I'm rather fond of the fact that an Alaska Airlines or Chick-fil-a _can_ do this. Of course, I could be biased by appreciating the content - but I do think it's a good thing that a corporation can explicitly support causes the principals believe in. Of course, they don't influence my purchasing decisions, save for maybe a nudge on a choice between equals.

Joe: It's inappropriate because religion is a personal matter. Nobody-- whether they be government, commercial, or neighbor-- has the right to interfere. The airline's job is to get me there in one piece and make me feel comfortable in the process. Promoting a particular faith over others alienates passengers who don't share that belief, making them uncomfortable.

If that tray had included a slip of paper endorsing Howard Dean (or any other candidate) for President, I'd have found it equally inappropriate. But if it were a Coke ad, I'd have had no problem.

If someone wants to start Christian Air, with a Bible in every seat pocket and a benediction before each takeoff and landing, I have no problem with that. Passengers would know in advance what they were signing up for.

As an atheist, I think I'd have said:

"Kudos to you for trying to inject a tiny dose of spirituality into an increasingly depraved society.

"I hope that next time, you'll include words of wisdom from other world religions as well."

So religion and politics are no-nos. But consumer products are okay?

Trust Jesus. Drink Coke. I don't see the difference.

The reality of the world is we're constantly subjected to advertising. Probably all of it is offensive to some part of the population. [The problem is that offensive is funny. Consider the car ad during the Superbowl. I was offended that those little children were swearing. (because the car was so cool). But that's what made it funny. So I got over it.]

Next time you make your reservation. Ask to be put in the atheist section of the plane, then you won't be exposed to a quote from the best selling piece of historical fiction known to man. I always ask to be placed next to people who don't drink coffee, since the smell of it makes me puke. Sometimes they believe me, and sometimes it gets messy. But with computers eventually all businesses will have their marketing so well targeted you won't be subjected to proselytism. Or then again. Maybe you will--afterall, I guess that is the point.

Peter: I guess, like Greg, I don't see a lot of difference. I wouldn't have a problem with an ad for a political candidate - whether one I care for or not - either, or if they handed out a copy of the Koran to every passenger. What I pay the airline to do is to get me from point A to point B. If they do it in a way that makes me uncomfortable, I'm not going to keep flying with that particular airline - but they've fulfilled their end of the deal.

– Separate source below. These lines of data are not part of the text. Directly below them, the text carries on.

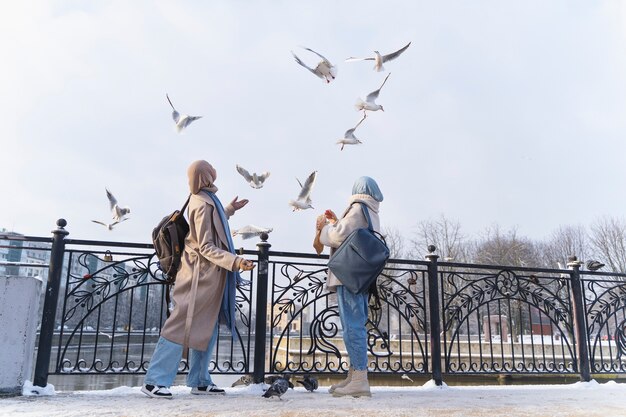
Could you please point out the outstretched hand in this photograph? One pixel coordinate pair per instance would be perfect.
(238, 204)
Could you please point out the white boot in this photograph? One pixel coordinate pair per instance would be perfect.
(357, 387)
(342, 383)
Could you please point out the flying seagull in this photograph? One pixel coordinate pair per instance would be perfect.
(348, 137)
(594, 265)
(324, 69)
(182, 121)
(278, 388)
(118, 212)
(255, 181)
(370, 100)
(380, 59)
(249, 231)
(110, 226)
(303, 201)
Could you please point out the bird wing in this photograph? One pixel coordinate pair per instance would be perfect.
(320, 55)
(299, 61)
(244, 173)
(371, 97)
(308, 186)
(354, 59)
(112, 200)
(396, 54)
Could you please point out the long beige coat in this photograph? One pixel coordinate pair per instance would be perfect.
(352, 219)
(206, 255)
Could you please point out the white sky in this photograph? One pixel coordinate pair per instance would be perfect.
(582, 399)
(499, 112)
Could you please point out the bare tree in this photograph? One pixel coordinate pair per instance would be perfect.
(608, 235)
(565, 242)
(445, 234)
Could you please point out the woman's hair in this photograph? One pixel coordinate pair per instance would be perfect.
(367, 185)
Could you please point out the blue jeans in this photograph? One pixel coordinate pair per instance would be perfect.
(353, 315)
(167, 355)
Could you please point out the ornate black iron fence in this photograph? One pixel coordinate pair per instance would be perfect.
(435, 318)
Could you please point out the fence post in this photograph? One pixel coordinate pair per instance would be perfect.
(260, 327)
(50, 304)
(580, 322)
(434, 312)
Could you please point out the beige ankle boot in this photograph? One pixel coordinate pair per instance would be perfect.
(342, 383)
(357, 387)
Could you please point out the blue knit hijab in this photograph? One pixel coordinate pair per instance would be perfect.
(367, 185)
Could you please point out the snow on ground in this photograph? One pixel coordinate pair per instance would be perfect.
(581, 399)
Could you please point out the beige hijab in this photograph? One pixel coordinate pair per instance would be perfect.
(201, 176)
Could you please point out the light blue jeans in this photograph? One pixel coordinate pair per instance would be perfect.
(167, 355)
(353, 315)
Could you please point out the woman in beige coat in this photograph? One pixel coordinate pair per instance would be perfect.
(204, 290)
(366, 196)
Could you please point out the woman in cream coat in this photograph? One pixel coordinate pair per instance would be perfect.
(352, 307)
(204, 290)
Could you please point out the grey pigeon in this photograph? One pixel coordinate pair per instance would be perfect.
(273, 378)
(309, 383)
(594, 265)
(278, 388)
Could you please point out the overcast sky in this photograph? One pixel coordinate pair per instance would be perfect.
(508, 113)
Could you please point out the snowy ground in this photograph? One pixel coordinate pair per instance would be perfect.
(579, 399)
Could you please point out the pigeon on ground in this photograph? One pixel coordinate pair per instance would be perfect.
(309, 383)
(250, 231)
(109, 226)
(380, 59)
(118, 212)
(182, 121)
(594, 265)
(273, 378)
(303, 201)
(348, 137)
(370, 100)
(324, 69)
(278, 388)
(244, 380)
(255, 181)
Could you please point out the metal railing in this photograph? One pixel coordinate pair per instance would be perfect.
(105, 305)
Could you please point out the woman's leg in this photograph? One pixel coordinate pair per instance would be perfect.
(353, 311)
(199, 364)
(164, 363)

I certainly understand that in this case they've made you feel uncomfortable, and believe you're acting reasonably in choosing not to fly with them again in the future. But I don't think that corporations should be under any requirement to be bland and faceless just in an attempt to avoid offending anyone.

It's not a question of being bland and faceless. It's a question of serving the customer without preaching to him. I shouldn't have to pay to have people throw their superstition in my face.